Diduga Rencanakan sabotase, Pria AS Didakwa Atas Tuduhan Terorisme di Venezuela

Rahman Asmardika, Okezone · Selasa 15 September 2020 18:17 WIB
https: img.okezone.com content 2020 09 15 18 2278249 diduga-rencanakan-sabotase-pria-as-didakwa-atas-tuduhan-terorisme-di-venezuela-DEpE79lrMq.jpg Ilustrasi. (Foto: Okezone)

CARACAS - Kejaksaan Agung Venezuela telah mendakwa seorang warga Amerika Serikat (AS) yang dituduh merencanakan sabotase di negara Amerika Latin itu dengan tuduhan aksi terorisme. Kepala Jaksa Venezuela Tarek William Saab menuduh pria yang diidentifikasi sebagai Matthew John Heath itu sebagai "tentara bayaran" yang memiliki hubungan dengan militer AS dan Dinas Intelijen CIA.

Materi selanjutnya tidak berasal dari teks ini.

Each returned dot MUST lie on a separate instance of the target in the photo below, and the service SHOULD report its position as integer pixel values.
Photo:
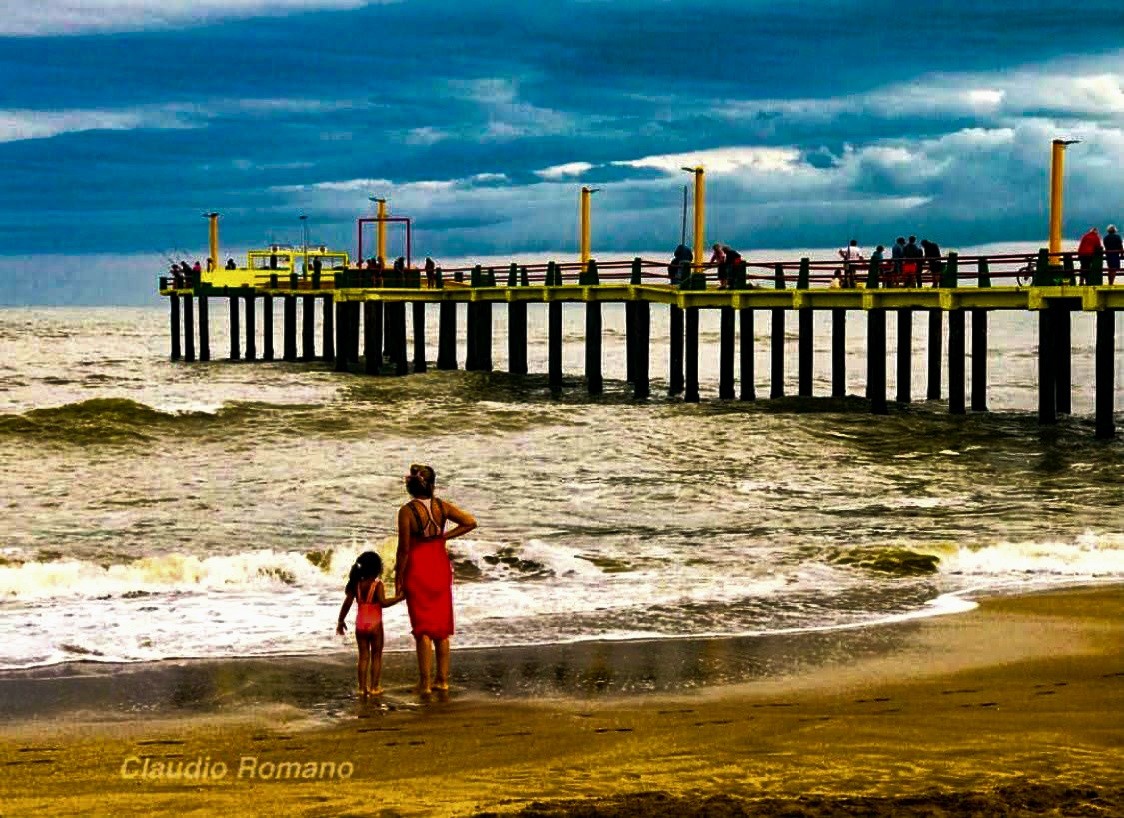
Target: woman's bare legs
(425, 663)
(364, 662)
(442, 648)
(373, 687)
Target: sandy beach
(1009, 709)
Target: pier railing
(951, 271)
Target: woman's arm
(402, 556)
(386, 601)
(341, 626)
(464, 521)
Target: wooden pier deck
(1048, 287)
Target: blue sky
(119, 125)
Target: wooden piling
(189, 329)
(979, 344)
(329, 330)
(419, 362)
(595, 381)
(235, 329)
(957, 362)
(472, 332)
(308, 328)
(1062, 362)
(726, 353)
(174, 327)
(372, 338)
(554, 342)
(905, 356)
(777, 345)
(446, 336)
(378, 333)
(204, 328)
(746, 387)
(1048, 388)
(805, 355)
(676, 351)
(289, 328)
(517, 325)
(1105, 374)
(935, 355)
(839, 352)
(342, 327)
(642, 325)
(691, 356)
(266, 327)
(251, 327)
(876, 360)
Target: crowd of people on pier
(907, 264)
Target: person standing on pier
(1114, 247)
(911, 263)
(424, 573)
(1087, 247)
(932, 252)
(851, 256)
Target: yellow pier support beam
(585, 243)
(1057, 181)
(699, 216)
(380, 242)
(212, 235)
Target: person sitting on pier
(932, 252)
(1088, 246)
(911, 265)
(678, 269)
(876, 260)
(1114, 247)
(851, 256)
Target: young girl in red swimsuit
(363, 584)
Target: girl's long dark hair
(368, 566)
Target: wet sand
(1011, 709)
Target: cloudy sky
(123, 121)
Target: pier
(364, 327)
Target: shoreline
(1016, 699)
(323, 683)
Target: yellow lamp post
(212, 235)
(699, 215)
(380, 228)
(1057, 179)
(583, 239)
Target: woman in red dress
(425, 574)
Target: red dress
(429, 576)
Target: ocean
(159, 510)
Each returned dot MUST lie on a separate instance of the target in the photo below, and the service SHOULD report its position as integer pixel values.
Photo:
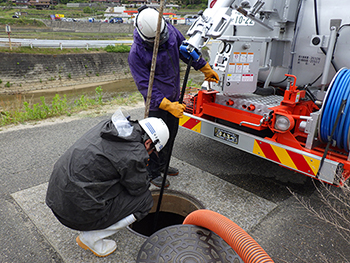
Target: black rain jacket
(101, 179)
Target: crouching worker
(101, 183)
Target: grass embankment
(60, 106)
(24, 111)
(57, 51)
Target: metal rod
(155, 223)
(154, 59)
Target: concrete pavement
(246, 189)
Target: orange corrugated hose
(241, 242)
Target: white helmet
(146, 23)
(157, 130)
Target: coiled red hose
(241, 242)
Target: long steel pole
(154, 59)
(156, 216)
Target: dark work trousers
(157, 164)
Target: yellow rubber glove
(174, 108)
(209, 73)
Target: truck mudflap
(331, 172)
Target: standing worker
(100, 184)
(166, 86)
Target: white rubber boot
(93, 240)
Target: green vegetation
(60, 106)
(118, 48)
(57, 51)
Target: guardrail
(35, 43)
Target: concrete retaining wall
(28, 72)
(98, 27)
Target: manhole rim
(188, 197)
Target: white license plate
(226, 135)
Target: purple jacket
(167, 73)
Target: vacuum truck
(284, 86)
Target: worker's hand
(210, 74)
(175, 108)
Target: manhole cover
(173, 210)
(186, 244)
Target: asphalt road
(288, 234)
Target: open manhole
(174, 208)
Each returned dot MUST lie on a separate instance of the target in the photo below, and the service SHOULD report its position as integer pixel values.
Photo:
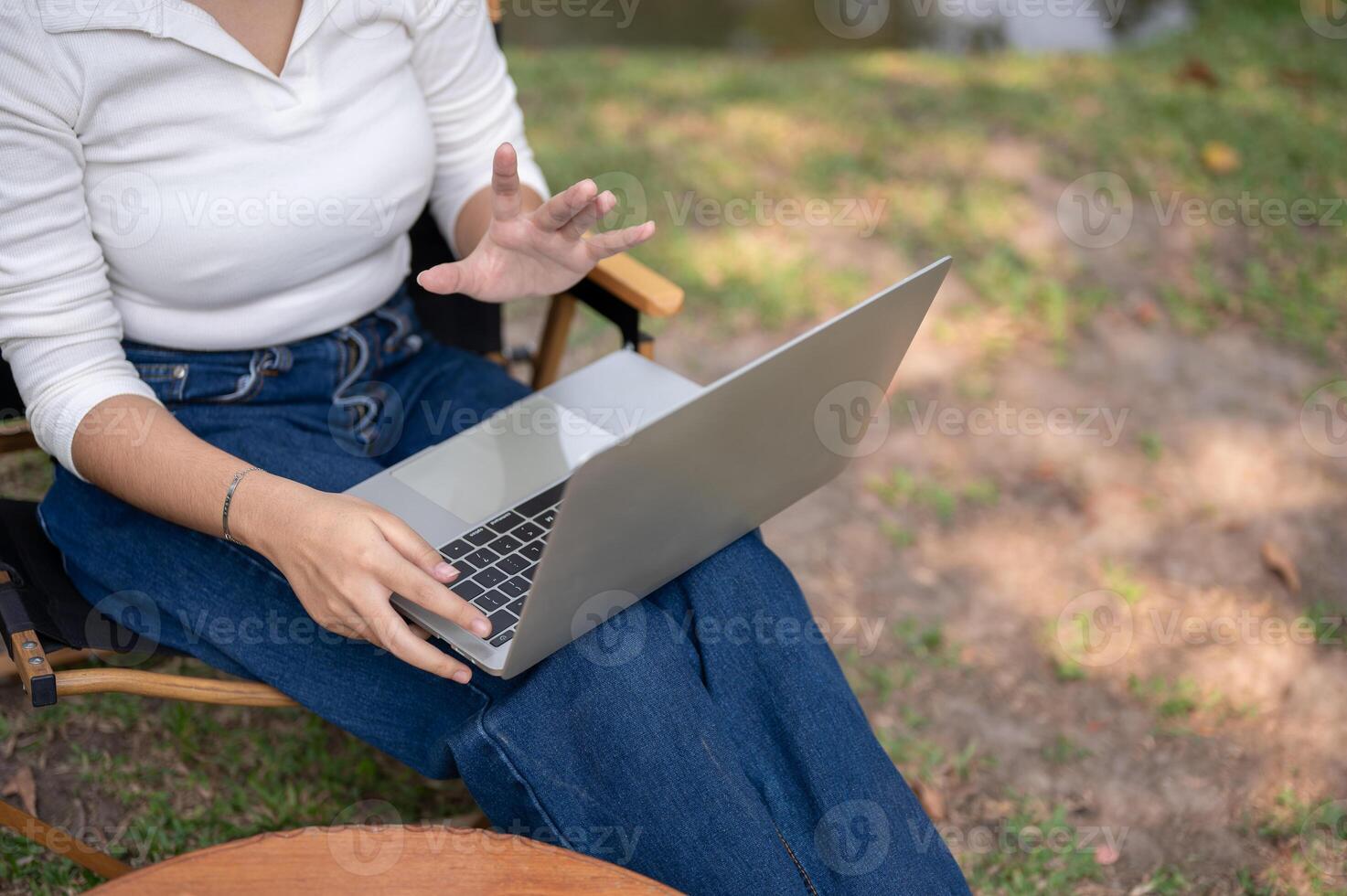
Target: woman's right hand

Dalam pidato yang disiarkan televisi pada Senin (14/9/2020) Saab mengungkapkan bahwa Heath ditangkap pada Jumat (11/9/2020) bersama dengan enam warga sipil Venezuela dan personel militer. Dia mencatat bahwa ponsel yang diambil dari orang-orang itu berisi foto-foto lokasi yang dicurigai sebagai sasaran sabotase di Venezuela, termasuk jembatan penting di Negara Bagian Zulia, serta instalasi militer dan kilang minyak di Falcon.

BACA JUGA: Dua Warga AS Didakwa dengan Tuduhan Terorisme Terkait Serangan ke Venezuela

Kumpulan uang tunai dolar Amerika dan sejumlah senjata juga diduga disita dari kelompok itu, termasuk bahan peledak plastik dan peluncur granat.

Saab menambahkan bahwa benda-benda yang ditemukan dalam kepemilikan Heath menunjukkan bahwa dia adalah "tentara bayaran yang dikontrak" untuk intelijen Amerika.

"Semua yang ada di sini bisa dikualifikasikan sebagai senjata mematikan yang dirancang untuk menyebabkan kerusakan dan untuk mempromosikan pembunuhan, kejahatan terhadap rakyat Venezuela," kata Saab sebagaimana dilansir RT, Selasa (15/9/2020).

CIA, Departemen Luar Negeri AS, serta kontraktor militer swasta di mana Heath diduga pernah bekerja, MVM Inc., belum mengomentari kasus tersebut.

BACA JUGA: AS Selidiki Mantan Anggota Pasukan Khusus dalam Serangan di Venezuela

Dugaan sabotase muncul setelah dua mantan pasukan Baret Hijau AS dan sekelompok pembelot Venezuela ditangkap pada Mei ketika mereka mencoba melakukan serangan yang bertujuan untuk menangkap pemimpin negara, Nicolas Maduro.

Kedua warga AS itu, Airan Berry, (42), dan Luke Denman, (34) - telah dijatuhi hukuman 20 tahun penjara atas tuduhan yang serupa dengan Heath, termasuk konspirasi, perdagangan senjata, dan terorisme.

Meskipun Washington membantah memainkan peran apa pun dalam serangan yang gagal itu, Caracas bersikeras bahwa rencana tersebut mendapat dukungan dari pemerintahan Trump, yang terus meningkatkan retorika dan kebijakan yang menyerang negara Amerika Selatan itu dalam beberapa bulan terakhir.